Настоятель, заметив мой удивленный взгляд, устремленный в угол, на машинерию, вздохнул:
— Трактирный орган называется. Вроде музыкальной шкатулки, только побольше. Сбоку прорезь — пятачок опускаешь, музыку слушаешь. Еще к нему десять медных пластинок с музыкой. Не хотите купить? Дорого не возьму — рублей триста. Все равно попусту стоит, место занимает.
Я только покачал головой. Мне такая штука не нужна, да и была бы нужна, так денег бы пожалел, да и тащить ее в Череповец муторно и накладно.
— Прихожанин один — из трактирщиков, в духовной эту штукенцию нам отписал, — пояснил батюшка. — Мол — продать ее можно, а деньги храму. Или — пусть прихожане пятачки кидают, можно подзаработать. Курам на смех! И ставить некуда, а выбрасывать грех. И никому она не нужна. Я уже и так вдвое меньше предлагаю от стоимости.

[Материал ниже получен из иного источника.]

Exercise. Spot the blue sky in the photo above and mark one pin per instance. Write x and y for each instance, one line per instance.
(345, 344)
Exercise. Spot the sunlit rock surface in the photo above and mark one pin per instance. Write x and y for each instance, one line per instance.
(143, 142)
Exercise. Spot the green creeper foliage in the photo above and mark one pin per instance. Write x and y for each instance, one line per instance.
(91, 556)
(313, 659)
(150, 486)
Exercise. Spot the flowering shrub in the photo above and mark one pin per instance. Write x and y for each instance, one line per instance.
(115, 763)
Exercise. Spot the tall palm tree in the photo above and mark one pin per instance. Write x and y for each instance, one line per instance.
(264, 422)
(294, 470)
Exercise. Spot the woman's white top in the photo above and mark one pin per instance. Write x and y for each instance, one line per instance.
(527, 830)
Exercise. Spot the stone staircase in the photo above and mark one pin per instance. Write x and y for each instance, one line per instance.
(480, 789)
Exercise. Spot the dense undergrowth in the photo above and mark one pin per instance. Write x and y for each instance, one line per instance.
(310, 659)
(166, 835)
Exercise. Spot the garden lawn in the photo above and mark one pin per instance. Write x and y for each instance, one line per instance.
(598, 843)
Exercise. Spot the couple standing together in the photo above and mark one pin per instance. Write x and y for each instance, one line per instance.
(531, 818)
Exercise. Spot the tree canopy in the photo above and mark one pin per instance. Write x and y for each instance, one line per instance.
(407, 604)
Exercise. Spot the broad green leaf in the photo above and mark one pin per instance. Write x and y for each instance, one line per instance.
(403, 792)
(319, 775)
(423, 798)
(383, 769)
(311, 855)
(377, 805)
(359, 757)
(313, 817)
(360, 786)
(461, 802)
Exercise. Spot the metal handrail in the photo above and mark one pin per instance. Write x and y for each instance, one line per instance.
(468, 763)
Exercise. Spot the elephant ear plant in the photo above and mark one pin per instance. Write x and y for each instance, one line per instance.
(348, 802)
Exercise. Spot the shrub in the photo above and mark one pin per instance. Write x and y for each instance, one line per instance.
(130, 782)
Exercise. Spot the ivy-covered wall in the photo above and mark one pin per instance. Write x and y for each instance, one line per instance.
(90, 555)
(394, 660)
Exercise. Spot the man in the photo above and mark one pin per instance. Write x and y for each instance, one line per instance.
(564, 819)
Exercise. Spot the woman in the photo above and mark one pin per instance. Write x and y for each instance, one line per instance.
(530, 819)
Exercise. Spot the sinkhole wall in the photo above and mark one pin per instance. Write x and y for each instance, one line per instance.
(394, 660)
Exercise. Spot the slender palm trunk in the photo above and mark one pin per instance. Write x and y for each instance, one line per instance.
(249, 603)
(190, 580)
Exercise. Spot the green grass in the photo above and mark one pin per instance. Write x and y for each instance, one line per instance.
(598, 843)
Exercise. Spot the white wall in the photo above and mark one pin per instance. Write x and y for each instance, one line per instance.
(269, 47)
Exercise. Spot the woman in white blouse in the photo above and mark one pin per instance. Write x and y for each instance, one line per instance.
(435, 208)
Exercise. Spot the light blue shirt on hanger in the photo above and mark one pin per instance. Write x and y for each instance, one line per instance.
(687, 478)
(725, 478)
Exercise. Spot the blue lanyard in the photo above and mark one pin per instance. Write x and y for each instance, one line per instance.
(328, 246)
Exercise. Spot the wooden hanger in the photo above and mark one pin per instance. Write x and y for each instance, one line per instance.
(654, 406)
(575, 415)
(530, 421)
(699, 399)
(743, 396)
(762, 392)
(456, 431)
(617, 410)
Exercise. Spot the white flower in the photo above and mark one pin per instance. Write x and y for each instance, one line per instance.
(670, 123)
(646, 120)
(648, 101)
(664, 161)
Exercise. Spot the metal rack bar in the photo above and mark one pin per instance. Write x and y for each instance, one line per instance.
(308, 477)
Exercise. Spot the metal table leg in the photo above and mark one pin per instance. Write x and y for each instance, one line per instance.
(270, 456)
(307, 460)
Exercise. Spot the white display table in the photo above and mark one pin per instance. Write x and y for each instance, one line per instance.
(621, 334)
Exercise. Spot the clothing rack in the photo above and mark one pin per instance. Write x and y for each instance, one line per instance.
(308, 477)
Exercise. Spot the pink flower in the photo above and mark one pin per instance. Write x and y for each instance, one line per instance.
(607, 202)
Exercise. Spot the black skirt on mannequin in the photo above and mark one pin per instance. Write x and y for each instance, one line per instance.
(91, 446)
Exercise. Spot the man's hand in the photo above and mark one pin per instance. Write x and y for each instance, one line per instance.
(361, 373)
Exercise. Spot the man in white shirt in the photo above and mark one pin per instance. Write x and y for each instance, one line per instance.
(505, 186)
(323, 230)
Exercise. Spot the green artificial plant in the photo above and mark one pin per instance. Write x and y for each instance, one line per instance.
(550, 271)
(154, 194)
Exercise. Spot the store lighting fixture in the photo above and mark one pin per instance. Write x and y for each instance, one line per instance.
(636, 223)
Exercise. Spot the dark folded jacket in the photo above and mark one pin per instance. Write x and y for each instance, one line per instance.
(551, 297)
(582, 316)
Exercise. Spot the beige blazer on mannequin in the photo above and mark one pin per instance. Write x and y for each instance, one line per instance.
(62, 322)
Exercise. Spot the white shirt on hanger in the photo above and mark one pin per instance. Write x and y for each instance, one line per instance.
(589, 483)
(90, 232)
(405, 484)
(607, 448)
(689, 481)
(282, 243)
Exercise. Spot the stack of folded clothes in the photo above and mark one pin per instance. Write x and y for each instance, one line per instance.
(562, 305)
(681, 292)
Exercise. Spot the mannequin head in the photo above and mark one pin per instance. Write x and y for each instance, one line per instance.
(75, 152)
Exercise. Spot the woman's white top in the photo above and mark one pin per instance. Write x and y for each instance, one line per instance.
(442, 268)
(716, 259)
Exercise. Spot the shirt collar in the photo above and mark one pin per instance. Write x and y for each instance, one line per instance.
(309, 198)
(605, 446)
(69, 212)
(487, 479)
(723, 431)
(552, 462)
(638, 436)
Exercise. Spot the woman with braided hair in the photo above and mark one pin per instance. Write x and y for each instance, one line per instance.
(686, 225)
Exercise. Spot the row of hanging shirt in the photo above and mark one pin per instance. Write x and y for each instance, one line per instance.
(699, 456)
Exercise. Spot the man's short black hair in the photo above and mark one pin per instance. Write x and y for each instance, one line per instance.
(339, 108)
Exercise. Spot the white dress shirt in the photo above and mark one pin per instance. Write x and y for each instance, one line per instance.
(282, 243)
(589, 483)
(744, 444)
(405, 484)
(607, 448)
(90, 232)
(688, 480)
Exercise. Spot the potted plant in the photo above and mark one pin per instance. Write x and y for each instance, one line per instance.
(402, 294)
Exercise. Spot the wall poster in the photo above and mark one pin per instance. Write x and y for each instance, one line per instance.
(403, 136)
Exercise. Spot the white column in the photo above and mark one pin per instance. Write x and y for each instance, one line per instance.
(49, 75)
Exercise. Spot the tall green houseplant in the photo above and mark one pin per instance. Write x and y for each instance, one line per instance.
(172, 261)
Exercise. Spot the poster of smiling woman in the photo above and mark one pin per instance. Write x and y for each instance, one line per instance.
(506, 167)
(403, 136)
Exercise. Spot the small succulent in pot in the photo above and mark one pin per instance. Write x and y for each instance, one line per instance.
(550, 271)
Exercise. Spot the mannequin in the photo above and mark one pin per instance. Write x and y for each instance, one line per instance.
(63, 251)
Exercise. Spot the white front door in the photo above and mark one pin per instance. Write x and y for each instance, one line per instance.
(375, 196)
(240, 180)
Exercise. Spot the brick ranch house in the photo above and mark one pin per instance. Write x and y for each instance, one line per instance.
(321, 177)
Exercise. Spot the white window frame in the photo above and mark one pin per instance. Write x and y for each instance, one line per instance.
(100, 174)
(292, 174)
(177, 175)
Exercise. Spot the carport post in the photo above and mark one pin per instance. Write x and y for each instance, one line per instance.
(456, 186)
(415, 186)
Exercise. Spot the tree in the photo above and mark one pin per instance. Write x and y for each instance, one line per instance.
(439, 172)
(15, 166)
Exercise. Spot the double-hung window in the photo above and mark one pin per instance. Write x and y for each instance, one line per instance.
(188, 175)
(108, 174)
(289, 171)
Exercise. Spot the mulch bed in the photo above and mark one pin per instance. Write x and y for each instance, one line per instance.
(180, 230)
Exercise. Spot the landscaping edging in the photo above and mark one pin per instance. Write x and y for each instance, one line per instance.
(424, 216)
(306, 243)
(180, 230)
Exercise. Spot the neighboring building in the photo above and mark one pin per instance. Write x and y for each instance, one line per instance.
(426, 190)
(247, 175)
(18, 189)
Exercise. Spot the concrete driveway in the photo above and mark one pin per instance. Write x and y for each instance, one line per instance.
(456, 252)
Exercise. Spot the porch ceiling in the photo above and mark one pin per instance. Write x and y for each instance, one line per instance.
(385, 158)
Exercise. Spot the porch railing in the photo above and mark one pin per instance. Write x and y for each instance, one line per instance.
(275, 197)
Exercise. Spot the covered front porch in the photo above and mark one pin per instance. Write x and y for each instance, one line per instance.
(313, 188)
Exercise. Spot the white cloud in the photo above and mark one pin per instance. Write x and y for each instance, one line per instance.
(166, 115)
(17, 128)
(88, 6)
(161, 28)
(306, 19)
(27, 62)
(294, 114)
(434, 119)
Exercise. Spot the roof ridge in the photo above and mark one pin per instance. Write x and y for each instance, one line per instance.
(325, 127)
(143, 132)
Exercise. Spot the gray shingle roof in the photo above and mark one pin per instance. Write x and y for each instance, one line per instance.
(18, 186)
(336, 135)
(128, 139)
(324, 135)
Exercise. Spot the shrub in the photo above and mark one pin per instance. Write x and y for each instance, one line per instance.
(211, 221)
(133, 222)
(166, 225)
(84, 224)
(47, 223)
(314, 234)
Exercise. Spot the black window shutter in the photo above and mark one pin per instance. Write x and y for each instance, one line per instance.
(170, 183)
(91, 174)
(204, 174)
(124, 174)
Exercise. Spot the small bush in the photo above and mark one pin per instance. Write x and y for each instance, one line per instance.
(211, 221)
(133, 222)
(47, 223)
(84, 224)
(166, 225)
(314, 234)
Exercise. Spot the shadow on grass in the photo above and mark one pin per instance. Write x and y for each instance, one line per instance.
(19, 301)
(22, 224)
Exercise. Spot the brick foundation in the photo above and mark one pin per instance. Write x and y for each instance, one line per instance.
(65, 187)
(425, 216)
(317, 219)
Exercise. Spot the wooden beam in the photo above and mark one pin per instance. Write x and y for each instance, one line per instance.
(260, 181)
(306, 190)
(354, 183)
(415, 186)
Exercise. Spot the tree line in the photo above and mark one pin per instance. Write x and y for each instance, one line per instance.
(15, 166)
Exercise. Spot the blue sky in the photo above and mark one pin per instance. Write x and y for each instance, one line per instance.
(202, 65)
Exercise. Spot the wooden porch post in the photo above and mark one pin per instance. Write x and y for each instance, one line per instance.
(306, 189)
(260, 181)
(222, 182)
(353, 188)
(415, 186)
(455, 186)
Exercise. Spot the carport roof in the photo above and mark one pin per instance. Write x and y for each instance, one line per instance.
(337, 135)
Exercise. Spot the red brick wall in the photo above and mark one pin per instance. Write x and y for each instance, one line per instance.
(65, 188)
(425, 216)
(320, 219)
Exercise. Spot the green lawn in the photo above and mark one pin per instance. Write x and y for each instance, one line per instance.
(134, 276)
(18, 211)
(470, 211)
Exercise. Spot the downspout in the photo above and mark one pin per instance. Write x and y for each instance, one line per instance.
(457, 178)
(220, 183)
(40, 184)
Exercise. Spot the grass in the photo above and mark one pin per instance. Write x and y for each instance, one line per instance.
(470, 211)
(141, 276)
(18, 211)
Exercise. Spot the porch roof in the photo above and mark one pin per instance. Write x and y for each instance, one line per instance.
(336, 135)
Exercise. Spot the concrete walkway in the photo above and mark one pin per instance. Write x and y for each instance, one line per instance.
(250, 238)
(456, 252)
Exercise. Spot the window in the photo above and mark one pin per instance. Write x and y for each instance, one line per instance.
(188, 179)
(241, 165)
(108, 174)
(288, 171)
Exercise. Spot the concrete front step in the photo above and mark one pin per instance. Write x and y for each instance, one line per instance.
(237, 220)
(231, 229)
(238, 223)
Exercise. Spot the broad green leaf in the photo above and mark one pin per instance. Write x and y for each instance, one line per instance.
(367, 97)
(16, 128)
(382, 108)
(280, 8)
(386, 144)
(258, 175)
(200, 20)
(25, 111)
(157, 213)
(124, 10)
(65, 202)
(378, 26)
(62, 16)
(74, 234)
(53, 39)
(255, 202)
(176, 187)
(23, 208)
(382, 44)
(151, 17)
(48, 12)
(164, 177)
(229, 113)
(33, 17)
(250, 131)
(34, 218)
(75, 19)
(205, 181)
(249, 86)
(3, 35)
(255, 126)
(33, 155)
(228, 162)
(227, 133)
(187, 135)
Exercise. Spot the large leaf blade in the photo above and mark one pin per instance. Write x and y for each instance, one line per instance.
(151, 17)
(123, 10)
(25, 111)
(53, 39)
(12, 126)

Хорошо, что со мной нет Нюшки. У той бы наверняка бы уже глазенки загорелись, она бы эту штуку за сто рублей сторговала, нашла оказию переправить в Череповец, просчитала бы — кому бандуру можно втюхать. Или бы сдала в аренду.
Бабулька, тем временем, нацедила нам по чашечке чая, выложила на щербатую тарелку сушек, конфеты, напоминавшие «Дунькину радость» и ушла.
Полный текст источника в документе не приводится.